Awal popularitas laki-laki satu ini, tak dimungkiri berkat keberpihakannya pada Sumanto, sang pemakan jenazah yang sempat menghebohkan negara ini –lantaran pada tahun 2003 silam membongkar, mencuri dan memakan mayat Mbah Rinah. Di saat semua warga tempat kelahiran sang kanibal itu (dan bahkan keluarga Sumanto sendiri) dengan mentah-mentah tak mau menerima kehadiran Sumanto kembali ke kampung halaman (di Plumutan, Kemangkon, Purbalingga, Jawa Tengah), sekeluar dari penjara justru dengan tangan terbuka H Supono Mustajab menampung dan merawat Sumanto. Dengan “nurani yang tersentuh” itulah, ia dikenal luas apalagi setelah hampir setahun ternyata Sumanto benar-benar taubat dan sembuh.
Tak Tega
Sosok satu ini, memang layak disebut langka. Di era seperti sekarang ini, susah menemukan orang seperti H Supono. Sosok langka dengan keikhlasan dan ketulusan, yang mau bersusah payah membantu Sumanto di kala banyak orang justru mencemooh. Tapi, dilandasi jiwa kemanusiaan, ia berani menerima resiko dan ternyata perjuangan itu berhasil.
Ceritanya, di hari-hari terakhir Sumanto mau dibebaskan dari penjara, kabar itu santer beredar bahwa warga nyaris dihantui takut, terutama warga Plumutan. Dengan berat hati warga tempat kelahiran Sumanto pun protes dan tak mau menerima kembali Sumanto untuk pulang ke kampung.
Kabar itu rupanya membuat Supono Mustajab, mantan kepala desa Bungkanel tersentuh. Setelah membaca koran lokal, ia langsung pergi ke kampung Plumutan guna menemui kepala desa dan keluarga Sumanto untuk mencari tahu. "Setelah bertemu dengan kepala desa, saya langsung menemui orangtua Sumanto (keluarganya). Di sana saya baru tahu, bahwa ibu Sumanto sendiri “mencak-mencak” tidak mau menerima Sumanto, dan mempersilahkan saya membawa Sumanto kalau berniat mau menolong. Saya tahu kenapa Sumanto ditolak? Sumanto dianggap menakutkan. Warga tak berani menerima dia kembali ke kampung halaman," cerita suami dari Hj. Siti Sofiyatun.
Dengan berbekal izin kepala desa dan keluarga Sumanto itulah, maka H Supono kemudian pergi ke lapas Purwokerto. "Saat pertama kali datang, memang penjaga tidak mengizinkan saya masuk. Saya mencari akal, mengatakan bahwa saya ini menjenguk Sumanto sebagai Ketua RMI Robitoh Maqhad Islamiah Purbalingga, dan Ketua Pemuda Pancasila Purbalingga.
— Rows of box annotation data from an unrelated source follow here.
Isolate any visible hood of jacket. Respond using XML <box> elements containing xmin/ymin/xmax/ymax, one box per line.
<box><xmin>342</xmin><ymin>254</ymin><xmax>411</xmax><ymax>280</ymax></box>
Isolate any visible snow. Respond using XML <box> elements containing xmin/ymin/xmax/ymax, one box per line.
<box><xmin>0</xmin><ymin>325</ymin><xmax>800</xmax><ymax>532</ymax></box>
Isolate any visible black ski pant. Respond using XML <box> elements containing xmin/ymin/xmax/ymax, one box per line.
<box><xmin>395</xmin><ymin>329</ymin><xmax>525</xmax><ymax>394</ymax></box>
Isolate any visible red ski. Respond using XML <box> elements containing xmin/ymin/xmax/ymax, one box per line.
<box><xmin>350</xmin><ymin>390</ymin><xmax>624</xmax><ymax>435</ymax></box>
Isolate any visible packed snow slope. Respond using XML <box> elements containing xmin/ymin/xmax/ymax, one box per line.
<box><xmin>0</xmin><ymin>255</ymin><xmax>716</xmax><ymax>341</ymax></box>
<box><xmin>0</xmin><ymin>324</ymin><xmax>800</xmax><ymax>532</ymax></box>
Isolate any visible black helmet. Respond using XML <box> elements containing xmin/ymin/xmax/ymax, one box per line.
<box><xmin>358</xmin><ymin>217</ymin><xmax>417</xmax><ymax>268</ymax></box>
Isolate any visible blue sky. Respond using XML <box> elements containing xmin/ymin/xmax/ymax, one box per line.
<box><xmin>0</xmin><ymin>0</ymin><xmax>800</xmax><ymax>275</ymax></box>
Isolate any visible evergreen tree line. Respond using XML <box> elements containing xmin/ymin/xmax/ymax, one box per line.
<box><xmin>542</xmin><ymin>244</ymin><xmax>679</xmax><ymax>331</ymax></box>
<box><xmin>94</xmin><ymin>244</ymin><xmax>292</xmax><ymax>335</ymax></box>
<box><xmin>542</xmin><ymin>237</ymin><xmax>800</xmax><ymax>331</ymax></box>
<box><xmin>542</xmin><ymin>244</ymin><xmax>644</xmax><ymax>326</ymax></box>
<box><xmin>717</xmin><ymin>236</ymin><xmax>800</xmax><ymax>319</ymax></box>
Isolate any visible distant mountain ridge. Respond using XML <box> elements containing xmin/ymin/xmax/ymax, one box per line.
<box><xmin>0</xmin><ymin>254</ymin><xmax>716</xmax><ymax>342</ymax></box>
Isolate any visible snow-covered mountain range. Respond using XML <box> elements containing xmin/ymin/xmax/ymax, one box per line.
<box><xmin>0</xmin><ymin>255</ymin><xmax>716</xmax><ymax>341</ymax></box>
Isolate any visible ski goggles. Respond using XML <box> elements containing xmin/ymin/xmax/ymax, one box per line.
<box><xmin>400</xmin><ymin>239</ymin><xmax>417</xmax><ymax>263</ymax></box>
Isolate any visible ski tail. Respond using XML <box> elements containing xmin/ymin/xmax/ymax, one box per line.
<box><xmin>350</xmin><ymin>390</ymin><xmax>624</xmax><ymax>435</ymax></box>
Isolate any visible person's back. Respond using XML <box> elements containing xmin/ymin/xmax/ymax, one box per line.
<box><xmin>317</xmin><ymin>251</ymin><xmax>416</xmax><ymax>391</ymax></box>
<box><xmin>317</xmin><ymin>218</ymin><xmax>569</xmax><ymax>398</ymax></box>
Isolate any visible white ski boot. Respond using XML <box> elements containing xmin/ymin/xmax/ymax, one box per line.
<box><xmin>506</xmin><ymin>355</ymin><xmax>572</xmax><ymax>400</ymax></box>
Akhirnya, penjaga mengizinkan. Dalam kesempatan itulah, saya bilang warga dan keluarga Sumanto tak menerimanya. Saya kasihan. Kedatangan saya ke sini ingin merawat Sumanto di rumah sakit Jiwa saya."
Ketulusan Supono untuk merawat Sumanto itu, ternyata masih belum mendapat jawaban. Tetapi, saat mau lebaran, akhirnya kabar dari lapas itu datang lewat telepon, "Saya diberitahu bahwa pihak keluarga Sumanto dan seluruh wartawan media cetak akan berkunjung ke rumah saya untuk melihat persiapan saya menerima Sumanto. Karena Sumanto itu orang luar biasa. Jadi butuh persiapan ekstra hati-hati."
Setelah semua datang ke Bungkanel untuk melihat persiapan Wisma Rehabilitasi Sosial Mental dan Narkoba di Desa Bungkanel, Kecamatan Karanganyar, Purbalingga, milik Supono, ternyata semua orang setuju jika Sumanto tinggal di sana. "Maka, dalam waktu seminggu saya kerja keras mempersiapkan tempat khusus buat Sumanto, kamar yang berpintu besi yang ditambah keamanan rangkap tiga, karena orang di desa saya pun takut akan kehadiran Sumanto," ujar ayah dari Retno Sulistianingsih ini tegas.
Anehnya, saat sudah ada kepastian bahwa Sumanto akan menghuni rumah sakit jiwa milik Supono, warga Bungkanel yang sebelumnya setuju Supono mendadak ragu. Padahal, sebelumnya Supono sudah memberikan penyadaran di acara pengajian dan pertemua desa dan bahkan telah meminta tanda tangan dari semua pejabat desa. Nyaris semua orang setuju. Tetapi, tiba-tiba ada pejabat desa yang menolak. Akhirnya, warga yang sadar tiba-tiba goyah.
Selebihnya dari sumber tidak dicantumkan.